When we stole silverware or jewelry, we’d go to Sal’s, a store on Utica and Sterling.
I was a baby, but they knew me from coming in with older guys. The guys at the store knew I was coming in with stolen stuff, but I knew they couldn’t beat me because I knew what shit cost back then. I knew what I wanted.
Sometimes we’d be in the streets and if it was noon and we saw a school, we’d just go into the school, go to the cafeteria, grab a tray, get in line, and start eating. We might see someone we’d want to rob, someone who had their school ring around their neck. So we’d finish the food, put the tray back, get by the door, grab the ring, and run out.
We always wanted to look nice on the streets because normally if you’re a little black kid out in the city looking bummy and dirty, people harass you. So we looked nice and nonthreatening. We had the school backpacks and little happy glasses and the Catholic school look with nice pants and white shirts, the whole school outfit.
After about a year, I started doing burglaries by myself. It was pretty lucrative, but hanging in the street and jostling was more exciting than robbing houses. You’d grab some ladies’ jewelry and cops would chase you, or what we called heroes would try to come in and rescue the day. It was more risk-taking for less money but we loved the thrill. You normally had to have a partner to be a successful jostler. Sometimes it wouldn’t even be planned, but you’d see someone you knew, so you teamed up.

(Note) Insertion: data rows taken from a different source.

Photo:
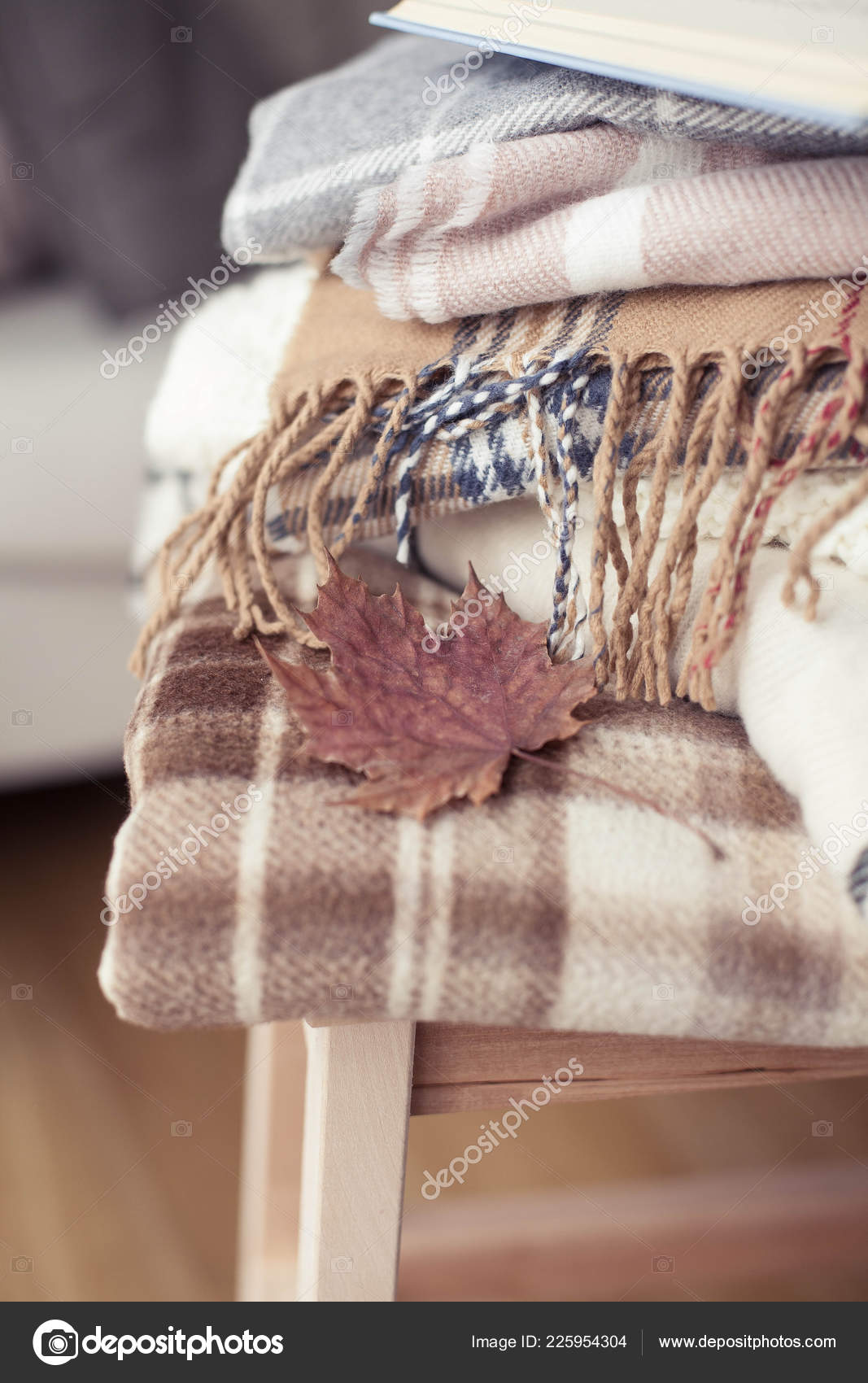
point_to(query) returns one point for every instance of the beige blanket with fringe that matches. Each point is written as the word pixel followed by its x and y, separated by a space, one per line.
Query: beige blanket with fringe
pixel 371 411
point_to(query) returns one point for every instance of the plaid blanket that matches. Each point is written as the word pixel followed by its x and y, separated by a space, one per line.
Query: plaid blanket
pixel 316 144
pixel 591 211
pixel 368 417
pixel 238 892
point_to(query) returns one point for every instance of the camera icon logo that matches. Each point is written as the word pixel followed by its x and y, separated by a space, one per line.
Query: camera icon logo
pixel 55 1342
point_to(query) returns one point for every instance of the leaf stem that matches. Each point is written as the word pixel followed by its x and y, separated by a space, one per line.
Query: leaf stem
pixel 630 797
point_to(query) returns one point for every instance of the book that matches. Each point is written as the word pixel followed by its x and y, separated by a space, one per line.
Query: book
pixel 809 61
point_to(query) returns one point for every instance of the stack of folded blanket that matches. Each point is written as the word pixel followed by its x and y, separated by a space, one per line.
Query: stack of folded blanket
pixel 610 338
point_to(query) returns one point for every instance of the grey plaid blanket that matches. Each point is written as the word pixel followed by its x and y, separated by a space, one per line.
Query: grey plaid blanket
pixel 316 144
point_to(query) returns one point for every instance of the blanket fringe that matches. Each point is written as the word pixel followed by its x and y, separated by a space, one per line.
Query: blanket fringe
pixel 702 421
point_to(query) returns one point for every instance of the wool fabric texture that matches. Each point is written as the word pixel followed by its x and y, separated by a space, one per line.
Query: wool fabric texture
pixel 490 914
pixel 349 373
pixel 215 393
pixel 316 146
pixel 583 212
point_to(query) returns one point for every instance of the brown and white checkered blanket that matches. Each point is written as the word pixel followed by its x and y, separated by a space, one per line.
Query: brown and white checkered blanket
pixel 239 892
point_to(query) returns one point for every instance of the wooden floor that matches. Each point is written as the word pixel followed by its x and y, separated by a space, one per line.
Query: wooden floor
pixel 108 1203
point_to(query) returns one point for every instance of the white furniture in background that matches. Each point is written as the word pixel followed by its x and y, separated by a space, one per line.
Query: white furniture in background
pixel 72 465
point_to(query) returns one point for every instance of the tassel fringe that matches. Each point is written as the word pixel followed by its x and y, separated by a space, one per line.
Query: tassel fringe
pixel 445 403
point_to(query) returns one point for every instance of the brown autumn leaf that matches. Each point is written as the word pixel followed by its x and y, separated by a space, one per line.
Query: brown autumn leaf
pixel 427 726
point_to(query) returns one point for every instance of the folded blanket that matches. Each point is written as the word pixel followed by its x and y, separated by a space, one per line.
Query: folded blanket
pixel 583 212
pixel 798 687
pixel 316 144
pixel 419 389
pixel 215 393
pixel 518 912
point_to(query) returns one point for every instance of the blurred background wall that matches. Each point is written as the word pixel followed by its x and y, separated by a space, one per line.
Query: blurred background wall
pixel 120 129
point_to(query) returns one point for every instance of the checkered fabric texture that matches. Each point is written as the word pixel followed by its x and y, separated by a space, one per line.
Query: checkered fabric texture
pixel 555 905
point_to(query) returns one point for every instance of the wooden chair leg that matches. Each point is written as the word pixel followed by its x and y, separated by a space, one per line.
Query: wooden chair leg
pixel 355 1128
pixel 271 1162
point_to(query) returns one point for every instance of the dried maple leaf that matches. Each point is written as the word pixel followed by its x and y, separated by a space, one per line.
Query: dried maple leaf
pixel 427 726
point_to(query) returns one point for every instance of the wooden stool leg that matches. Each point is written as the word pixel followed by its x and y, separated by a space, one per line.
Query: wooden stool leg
pixel 271 1162
pixel 355 1124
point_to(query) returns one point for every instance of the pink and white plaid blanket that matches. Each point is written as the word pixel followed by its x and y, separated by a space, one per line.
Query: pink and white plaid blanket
pixel 600 209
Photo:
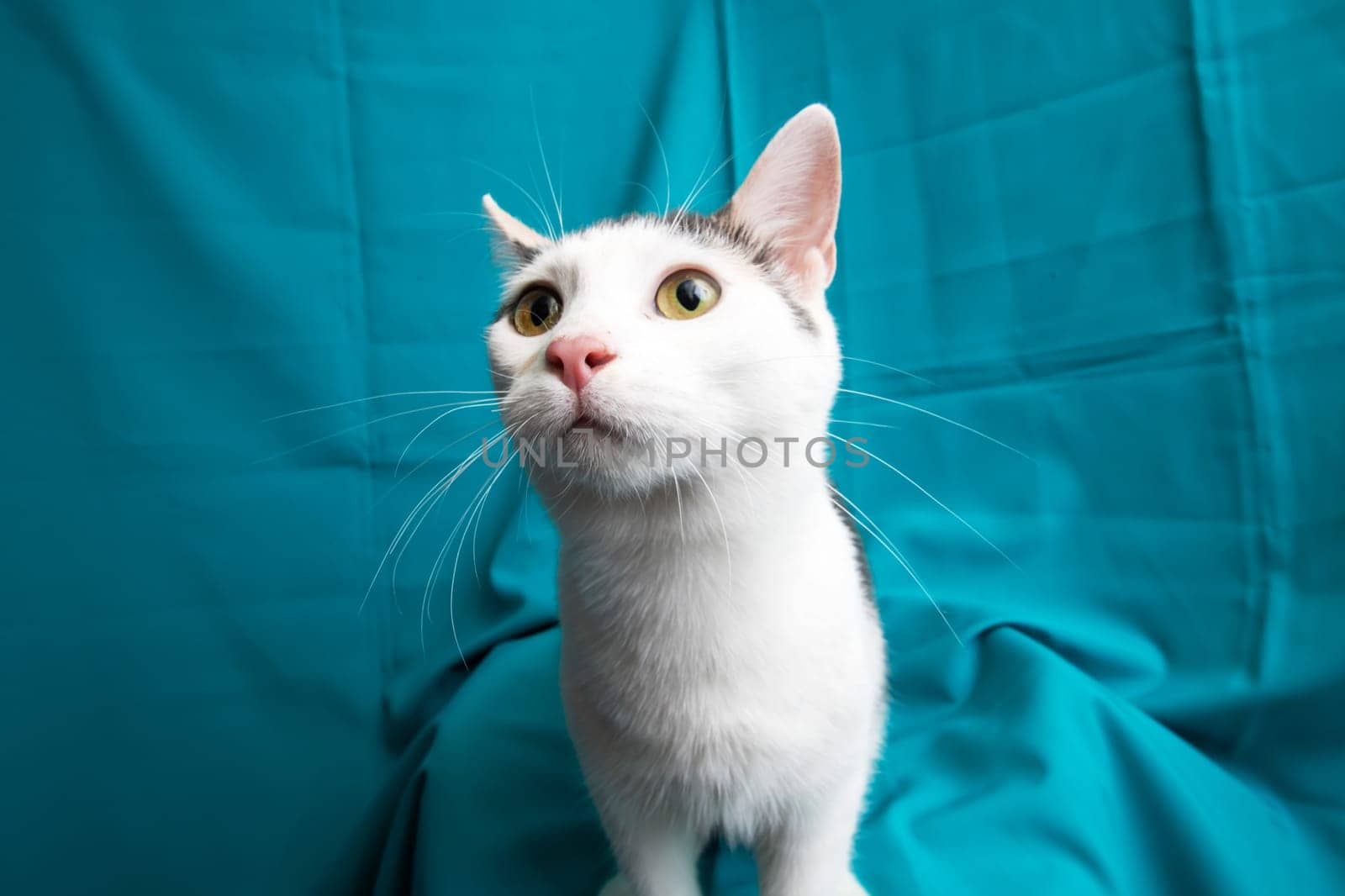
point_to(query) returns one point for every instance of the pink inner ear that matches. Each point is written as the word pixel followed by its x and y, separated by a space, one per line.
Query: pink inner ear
pixel 793 195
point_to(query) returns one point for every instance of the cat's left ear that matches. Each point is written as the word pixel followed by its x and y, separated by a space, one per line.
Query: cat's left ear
pixel 515 242
pixel 793 195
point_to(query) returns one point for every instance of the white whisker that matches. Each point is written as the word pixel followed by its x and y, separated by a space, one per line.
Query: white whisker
pixel 946 508
pixel 930 414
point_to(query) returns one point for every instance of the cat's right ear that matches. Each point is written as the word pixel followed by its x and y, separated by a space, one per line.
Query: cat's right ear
pixel 515 242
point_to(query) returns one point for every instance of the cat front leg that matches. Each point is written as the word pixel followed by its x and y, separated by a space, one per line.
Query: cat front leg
pixel 810 853
pixel 657 856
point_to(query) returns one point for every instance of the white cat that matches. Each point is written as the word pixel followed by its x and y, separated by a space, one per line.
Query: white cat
pixel 723 665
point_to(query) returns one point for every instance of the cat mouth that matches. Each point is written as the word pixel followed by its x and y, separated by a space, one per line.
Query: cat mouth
pixel 591 424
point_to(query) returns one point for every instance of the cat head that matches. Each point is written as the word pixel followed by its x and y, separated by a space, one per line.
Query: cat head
pixel 614 340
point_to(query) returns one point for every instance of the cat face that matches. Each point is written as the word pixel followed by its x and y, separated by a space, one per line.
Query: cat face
pixel 618 342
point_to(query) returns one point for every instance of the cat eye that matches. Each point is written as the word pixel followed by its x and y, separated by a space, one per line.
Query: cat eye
pixel 537 311
pixel 685 295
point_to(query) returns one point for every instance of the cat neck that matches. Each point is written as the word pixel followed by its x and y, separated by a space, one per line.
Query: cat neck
pixel 708 506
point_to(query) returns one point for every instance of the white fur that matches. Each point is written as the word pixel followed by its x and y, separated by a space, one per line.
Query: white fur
pixel 723 667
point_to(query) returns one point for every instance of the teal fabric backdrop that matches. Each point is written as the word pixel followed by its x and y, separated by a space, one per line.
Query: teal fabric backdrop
pixel 1110 235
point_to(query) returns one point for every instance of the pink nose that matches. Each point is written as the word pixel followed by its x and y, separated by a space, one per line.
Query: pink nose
pixel 575 360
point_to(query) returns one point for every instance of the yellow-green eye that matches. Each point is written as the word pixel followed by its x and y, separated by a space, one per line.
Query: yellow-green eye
pixel 537 311
pixel 688 293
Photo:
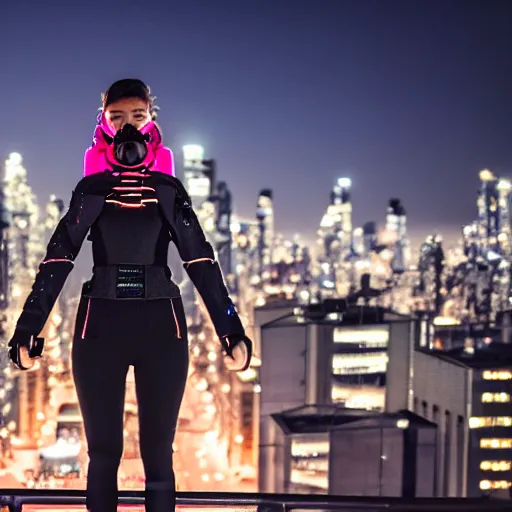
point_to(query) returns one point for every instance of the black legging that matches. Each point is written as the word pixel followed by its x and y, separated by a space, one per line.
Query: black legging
pixel 111 335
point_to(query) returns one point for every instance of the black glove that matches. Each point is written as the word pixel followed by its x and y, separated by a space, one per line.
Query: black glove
pixel 24 349
pixel 238 349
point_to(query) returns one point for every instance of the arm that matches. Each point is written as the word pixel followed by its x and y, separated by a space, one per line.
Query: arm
pixel 203 269
pixel 58 262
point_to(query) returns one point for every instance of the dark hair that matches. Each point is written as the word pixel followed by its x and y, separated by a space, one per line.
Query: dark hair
pixel 129 88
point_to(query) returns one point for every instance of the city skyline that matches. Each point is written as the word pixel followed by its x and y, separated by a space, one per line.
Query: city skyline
pixel 409 106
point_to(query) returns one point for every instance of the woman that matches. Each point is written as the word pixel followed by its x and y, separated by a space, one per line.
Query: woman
pixel 130 311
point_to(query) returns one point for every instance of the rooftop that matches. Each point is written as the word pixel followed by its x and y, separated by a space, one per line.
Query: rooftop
pixel 494 355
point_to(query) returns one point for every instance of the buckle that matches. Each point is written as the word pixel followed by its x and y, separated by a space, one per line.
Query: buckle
pixel 131 282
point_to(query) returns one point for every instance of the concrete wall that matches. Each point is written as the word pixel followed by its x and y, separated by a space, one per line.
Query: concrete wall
pixel 442 395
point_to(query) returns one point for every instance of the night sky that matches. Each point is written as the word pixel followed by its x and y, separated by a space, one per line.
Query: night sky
pixel 408 98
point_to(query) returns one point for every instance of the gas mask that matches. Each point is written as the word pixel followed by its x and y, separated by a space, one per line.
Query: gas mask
pixel 130 146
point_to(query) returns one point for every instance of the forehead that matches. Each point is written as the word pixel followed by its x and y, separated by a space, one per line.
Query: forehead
pixel 127 104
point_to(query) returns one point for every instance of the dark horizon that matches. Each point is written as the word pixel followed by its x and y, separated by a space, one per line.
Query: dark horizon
pixel 408 100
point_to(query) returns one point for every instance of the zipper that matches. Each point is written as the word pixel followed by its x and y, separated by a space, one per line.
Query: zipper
pixel 178 332
pixel 84 330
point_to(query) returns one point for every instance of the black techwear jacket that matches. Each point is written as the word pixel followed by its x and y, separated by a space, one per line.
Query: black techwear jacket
pixel 131 218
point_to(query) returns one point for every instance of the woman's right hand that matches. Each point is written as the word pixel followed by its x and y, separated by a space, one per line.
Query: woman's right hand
pixel 238 349
pixel 25 349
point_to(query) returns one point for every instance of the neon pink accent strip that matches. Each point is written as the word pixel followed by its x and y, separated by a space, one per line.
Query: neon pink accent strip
pixel 178 332
pixel 86 321
pixel 132 205
pixel 137 174
pixel 133 188
pixel 199 259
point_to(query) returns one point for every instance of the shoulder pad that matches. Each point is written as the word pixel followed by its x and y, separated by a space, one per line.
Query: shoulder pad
pixel 97 184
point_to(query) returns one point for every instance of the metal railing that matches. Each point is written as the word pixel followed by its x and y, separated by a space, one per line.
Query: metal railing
pixel 16 500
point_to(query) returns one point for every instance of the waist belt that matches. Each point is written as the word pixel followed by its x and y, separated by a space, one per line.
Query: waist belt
pixel 131 282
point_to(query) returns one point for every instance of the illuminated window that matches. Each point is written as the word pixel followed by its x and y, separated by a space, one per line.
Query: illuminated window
pixel 310 463
pixel 495 465
pixel 490 421
pixel 497 375
pixel 362 336
pixel 496 443
pixel 494 484
pixel 495 397
pixel 357 364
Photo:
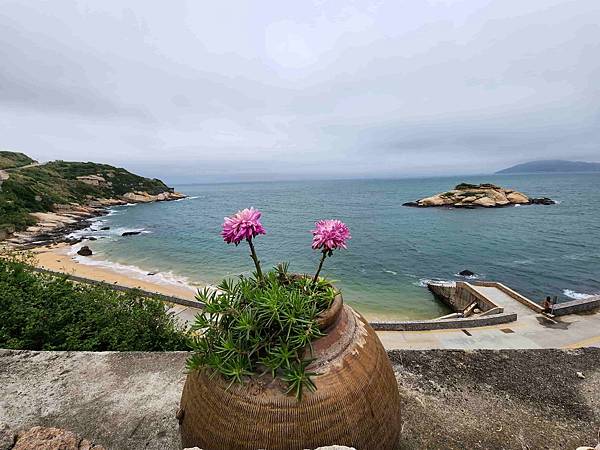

Sometimes you’d find that you had competition for jostling. You’d get on a bus and there might be someone already on the bus waiting to pickpocket some people. But you might be more obvious. That was called “waking the bus.” The bus was quiet before you got on, but now that you’ve come aboard, the bus driver makes an announcement. “Ladies and gentlemen, there are some young men who just got on the bus. Watch your pockets. They will attempt to steal from you.” So you get off at the next stop, but the quiet jostler gets off and comes after you.
“Motherfucker, you woke the bus up!” he’ll scream. And if he’s an older guy, he might start beating on your ass and taking your money or the jewelry that you stole.
People didn’t like to go pickpocketing with me because I wasn’t as patient or as good as they were. I was never smooth, like, “I’m going to play this nigga, I’m going to do this, right up and close in person.” I was much better at blindsiding people.
Any strong guy could blindside someone. But the trick was to be cunning and outsmart them. Most people would think, They’re onto me, I’m going to walk away. But not me. A lady might have her hand on her wallet all day, and we’d be watching, watching, and she never takes her hand out of her pocket. And we’d follow her and then move away but we’d have one little kid still watching her. And she’d let down her defenses for a few seconds and go do something and he’d get it. Then he’d be gone. And before we got out, we’d hear a gut-wrenching scream, “Aaaaahh, my money, my money!” It was crazy. We didn’t give a fuck.
The most primitive move was to snatch somebody’s gold chain. I used to do that on the subway. I’d sit by the window. That was when you could open the windows on subway cars. I’d pull a few windows down, and then the car would stop and new people would come on and sit by the window. I would get out and as soon as the train slowly started moving, I’d reach in and snatch their chains. They’d scream and look at me, but they couldn’t get off the train. I’d fix the clasp, hold the chain for a couple of days, look good and sport it, and then I’d sell it before the older guys took it from me.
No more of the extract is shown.